So step one is to un-identify from the mind/body. It’s not YOU that feels lust, it’s just THE BODY.

Step 2 is to ADMIT all of this truth about the way our bodies work (lust), to face it, to stop repressing it, creating guilt, and then projecting that guilt onto other people.

You say it bothers you that she slept with this guy, but deep down it only bothers you because it’s turning you on.

Now, facing this stuff and coming to terms with it doesn’t mean we need to go out and choose a lifestyle of lust and sex without love. It’s probably wiser to simply admit the feelings of lust, and then let the feelings go.

The trick is always AWARENESS and ACCEPTANCE.

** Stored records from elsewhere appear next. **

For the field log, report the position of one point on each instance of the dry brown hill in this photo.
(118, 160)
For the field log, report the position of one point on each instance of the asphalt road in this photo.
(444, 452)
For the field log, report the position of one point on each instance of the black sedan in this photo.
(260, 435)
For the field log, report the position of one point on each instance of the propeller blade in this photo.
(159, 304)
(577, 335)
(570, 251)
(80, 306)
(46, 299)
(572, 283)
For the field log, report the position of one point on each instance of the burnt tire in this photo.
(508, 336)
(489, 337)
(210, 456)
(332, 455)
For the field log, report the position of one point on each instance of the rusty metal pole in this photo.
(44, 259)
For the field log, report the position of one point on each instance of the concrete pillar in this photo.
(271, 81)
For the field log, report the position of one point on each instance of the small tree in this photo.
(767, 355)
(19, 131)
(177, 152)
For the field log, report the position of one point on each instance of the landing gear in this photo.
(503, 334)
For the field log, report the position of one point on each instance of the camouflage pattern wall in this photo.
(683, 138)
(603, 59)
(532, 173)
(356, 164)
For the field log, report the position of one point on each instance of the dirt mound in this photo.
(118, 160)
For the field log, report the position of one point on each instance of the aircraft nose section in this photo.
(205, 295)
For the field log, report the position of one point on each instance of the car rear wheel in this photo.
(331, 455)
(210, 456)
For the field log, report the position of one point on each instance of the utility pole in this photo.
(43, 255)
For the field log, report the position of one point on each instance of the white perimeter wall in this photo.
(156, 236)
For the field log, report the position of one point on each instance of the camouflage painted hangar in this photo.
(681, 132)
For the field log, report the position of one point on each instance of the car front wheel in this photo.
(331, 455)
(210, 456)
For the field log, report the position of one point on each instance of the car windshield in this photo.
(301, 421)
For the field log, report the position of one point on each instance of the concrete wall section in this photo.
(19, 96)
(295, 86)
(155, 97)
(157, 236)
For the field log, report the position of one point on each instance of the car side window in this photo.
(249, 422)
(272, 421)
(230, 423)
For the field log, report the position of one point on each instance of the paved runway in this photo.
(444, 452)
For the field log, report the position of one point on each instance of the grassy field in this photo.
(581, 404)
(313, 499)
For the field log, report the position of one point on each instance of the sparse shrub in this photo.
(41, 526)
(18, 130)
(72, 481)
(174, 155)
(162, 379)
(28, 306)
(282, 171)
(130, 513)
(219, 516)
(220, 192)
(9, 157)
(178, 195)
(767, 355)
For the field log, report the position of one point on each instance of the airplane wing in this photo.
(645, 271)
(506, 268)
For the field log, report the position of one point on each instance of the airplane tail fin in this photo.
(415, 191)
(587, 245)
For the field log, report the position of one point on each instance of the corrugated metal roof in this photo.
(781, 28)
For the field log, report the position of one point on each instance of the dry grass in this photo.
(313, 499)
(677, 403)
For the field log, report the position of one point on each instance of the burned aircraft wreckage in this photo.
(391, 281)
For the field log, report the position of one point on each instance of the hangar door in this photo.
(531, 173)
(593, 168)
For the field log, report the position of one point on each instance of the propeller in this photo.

Can you accept your body for what it is? Can you also accept HER body for what it is?

Now, to transcend ALL of this, so that no matter what your girlfriends choose for themselves sexually, it won’t bother you or upset you in the slightest, the only solution that I know of is to increase your level of consciousness.

And by that, I mean you’ll have to Open Your Heart and learn to choose Unconditional Love. If you stay in the lower three Chakras, you are choosing to stay, literally, in Hell.

Can you LOVE HER no matter what she is choosing for herself? Can you let her go, and let her live the life she chooses and experience the karmic lessons that she is here to learn? How do you know she isn’t MEANT to go fuck a thousand guys and get AIDS?

Can you have COMPASSION for her, even if she decides to sleep with the entire football team?

You see, your love isn’t real love at all, your love says, “I love you, but only if you do XY and Z!”

It is conditional, there are strings attached, and you have turned her into a thing, into a possession that you are trying to own.

This is about as much as I can say, if you truly want freedom from this kind of emotional pain, you’re going to need to meet me half-way and start your Spiritual Path.

Only with an open Heart will you be able to transcend all of this pain and neediness you’re experiencing.